Invalid argument to `process_mrelease`
I recently encountered an oom situation in which earlyoom itself failed, requiring a poweroff to fix. System logs prior to the poweroff reveal that earlyoom invoked process_mrelease incorrectly. I've omitted the command line of the process due to its length, but I wouldn't expect it to cause the issue:
Nov 12 17:08:27 earlyoom[1295]: mem avail: 888 of 55597 MiB ( 1.60%), swap free: 0 of 8191 MiB ( 0.00%)
Nov 12 17:08:27 earlyoom[1295]: low memory! at or below SIGTERM limits: mem 1.66%, swap 10.00%
Nov 12 17:08:27 earlyoom[1295]: sending SIGTERM to process 906175 uid 1000 "java": oom_score 1170, VmRSS 43912 MiB, cmdline "..."
Nov 12 17:08:27 earlyoom[1295]: kill_release: pid=906175: process_mrelease pidfd=4 failed: Invalid argument
Nov 12 17:08:37 earlyoom[1295]: process 906175 did not exit
Nov 12 17:08:37 earlyoom[1295]: kill failed: Timer expired
Nov 12 17:08:37 earlyoom[1295]: mem avail: 896 of 55599 MiB ( 1.61%), swap free: 0 of 8191 MiB ( 0.00%)
Nov 12 17:08:37 earlyoom[1295]: low memory! at or below SIGTERM limits: mem 1.66%, swap 10.00%
Nov 12 17:08:37 earlyoom[1295]: sending SIGTERM to process 906175 uid 1000 "java": oom_score 1170, VmRSS 43912 MiB, cmdline "..."
Nov 12 17:08:37 earlyoom[1295]: kill_release: pid=906175: process_mrelease pidfd=4 failed: Invalid argument
Nov 12 17:08:47 earlyoom[1295]: process 906175 did not exit
Nov 12 17:08:47 earlyoom[1295]: kill failed: Timer expired
Nov 12 17:08:47 earlyoom[1295]: mem avail: 892 of 55595 MiB ( 1.61%), swap free: 0 of 8191 MiB ( 0.00%)
Nov 12 17:08:47 earlyoom[1295]: low memory! at or below SIGTERM limits: mem 1.66%, swap 10.00%
Nov 12 17:08:47 earlyoom[1295]: sending SIGTERM to process 906175 uid 1000 "java": oom_score 1170, VmRSS 43912 MiB, cmdline "..."
Nov 12 17:08:47 earlyoom[1295]: kill_release: pid=906175: process_mrelease pidfd=4 failed: Invalid argument
Nov 12 17:08:57 earlyoom[1295]: process 906175 did not exit
Nov 12 17:08:57 earlyoom[1295]: kill failed: Timer expired
Hi, no, what seems to be happening here is that your "java" process ignores SIGTERM.
As a consequence, process_mrelease also fails (cannot release the memory of a process that's not exiting).
But earlyoom will escalate to SIGKILL when the available memory drops even lower, and SIGKILL cannot be ignored.
What limits do you use?

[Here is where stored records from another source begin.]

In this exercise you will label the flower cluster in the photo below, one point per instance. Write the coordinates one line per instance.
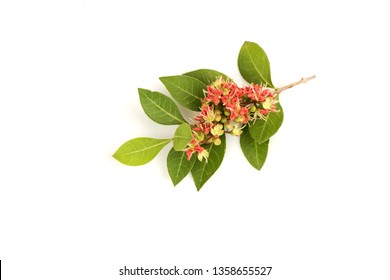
(228, 108)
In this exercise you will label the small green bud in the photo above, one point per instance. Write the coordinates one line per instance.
(236, 131)
(239, 119)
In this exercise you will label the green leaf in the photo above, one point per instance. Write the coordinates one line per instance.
(139, 151)
(207, 76)
(178, 165)
(254, 152)
(202, 170)
(253, 64)
(159, 107)
(261, 130)
(186, 90)
(183, 135)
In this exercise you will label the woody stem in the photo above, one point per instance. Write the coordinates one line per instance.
(303, 80)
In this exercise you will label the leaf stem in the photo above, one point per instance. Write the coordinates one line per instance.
(303, 80)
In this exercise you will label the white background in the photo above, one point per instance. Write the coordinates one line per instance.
(69, 73)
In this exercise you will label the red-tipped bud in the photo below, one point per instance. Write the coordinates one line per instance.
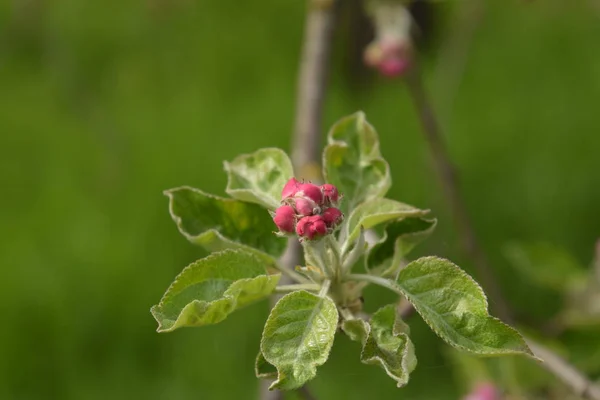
(306, 207)
(311, 227)
(332, 217)
(285, 218)
(291, 187)
(330, 193)
(310, 191)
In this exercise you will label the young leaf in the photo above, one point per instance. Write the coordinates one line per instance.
(263, 369)
(259, 177)
(385, 343)
(216, 223)
(298, 337)
(352, 161)
(378, 211)
(455, 307)
(210, 289)
(398, 238)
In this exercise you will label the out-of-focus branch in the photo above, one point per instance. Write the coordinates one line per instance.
(567, 373)
(449, 182)
(306, 139)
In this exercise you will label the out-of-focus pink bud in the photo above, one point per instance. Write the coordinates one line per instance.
(483, 391)
(311, 227)
(306, 207)
(330, 193)
(310, 191)
(285, 218)
(332, 217)
(291, 187)
(394, 66)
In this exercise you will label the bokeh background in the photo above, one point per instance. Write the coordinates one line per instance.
(104, 104)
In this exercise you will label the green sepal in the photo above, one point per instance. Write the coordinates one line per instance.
(217, 223)
(298, 336)
(385, 343)
(210, 289)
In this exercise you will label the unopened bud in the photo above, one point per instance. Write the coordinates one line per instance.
(311, 227)
(332, 217)
(291, 187)
(330, 193)
(285, 218)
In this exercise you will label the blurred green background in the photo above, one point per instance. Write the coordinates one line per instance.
(105, 104)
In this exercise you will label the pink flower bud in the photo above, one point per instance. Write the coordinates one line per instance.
(291, 187)
(332, 217)
(306, 207)
(394, 66)
(483, 391)
(312, 192)
(311, 227)
(285, 218)
(330, 193)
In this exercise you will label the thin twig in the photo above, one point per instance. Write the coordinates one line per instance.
(556, 365)
(448, 179)
(314, 62)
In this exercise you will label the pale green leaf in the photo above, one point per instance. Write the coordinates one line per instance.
(455, 307)
(259, 177)
(398, 238)
(210, 289)
(385, 343)
(352, 161)
(216, 223)
(376, 212)
(298, 337)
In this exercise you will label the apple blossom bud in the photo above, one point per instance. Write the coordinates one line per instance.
(330, 193)
(310, 191)
(291, 187)
(285, 218)
(332, 217)
(311, 227)
(306, 207)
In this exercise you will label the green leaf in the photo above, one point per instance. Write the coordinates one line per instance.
(398, 238)
(455, 307)
(376, 212)
(259, 177)
(210, 289)
(298, 337)
(263, 369)
(217, 224)
(546, 265)
(385, 343)
(352, 161)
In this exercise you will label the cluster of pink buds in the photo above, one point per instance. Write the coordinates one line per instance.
(391, 52)
(308, 210)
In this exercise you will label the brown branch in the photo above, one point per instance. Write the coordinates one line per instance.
(306, 143)
(567, 373)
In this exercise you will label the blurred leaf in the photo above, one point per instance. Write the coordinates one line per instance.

Did you disable SIGKILL?
Can you post the earlyoom command line? I.e.
ps auxwww | grep earlyoom
or so?
The options passed to earlyoom are:
-r 30
-m 4
-M 1048576
--ignore-root-user
-n
--prefer and --avoid are the defaults, ommited for clarity.
Also, here is the initial output from journalctl:
mem total: 61815 MiB, user mem total: 60482 MiB, swap total: 8191 MiB
sending SIGTERM when mem avail <= 1.66% and swap free <= 10.00%,
SIGKILL when mem avail <= 0.83% and swap free <= 5.00%
As a consequence, process_mrelease also fails (cannot release the memory of a process that's not exiting).
I'd think a small error wrapper would be helpful (e.g. Process ignored SIGTERM or the like) since then the system logs would be easier to understand.
I've changed -M to 1572864,1048576 hopefully that helps.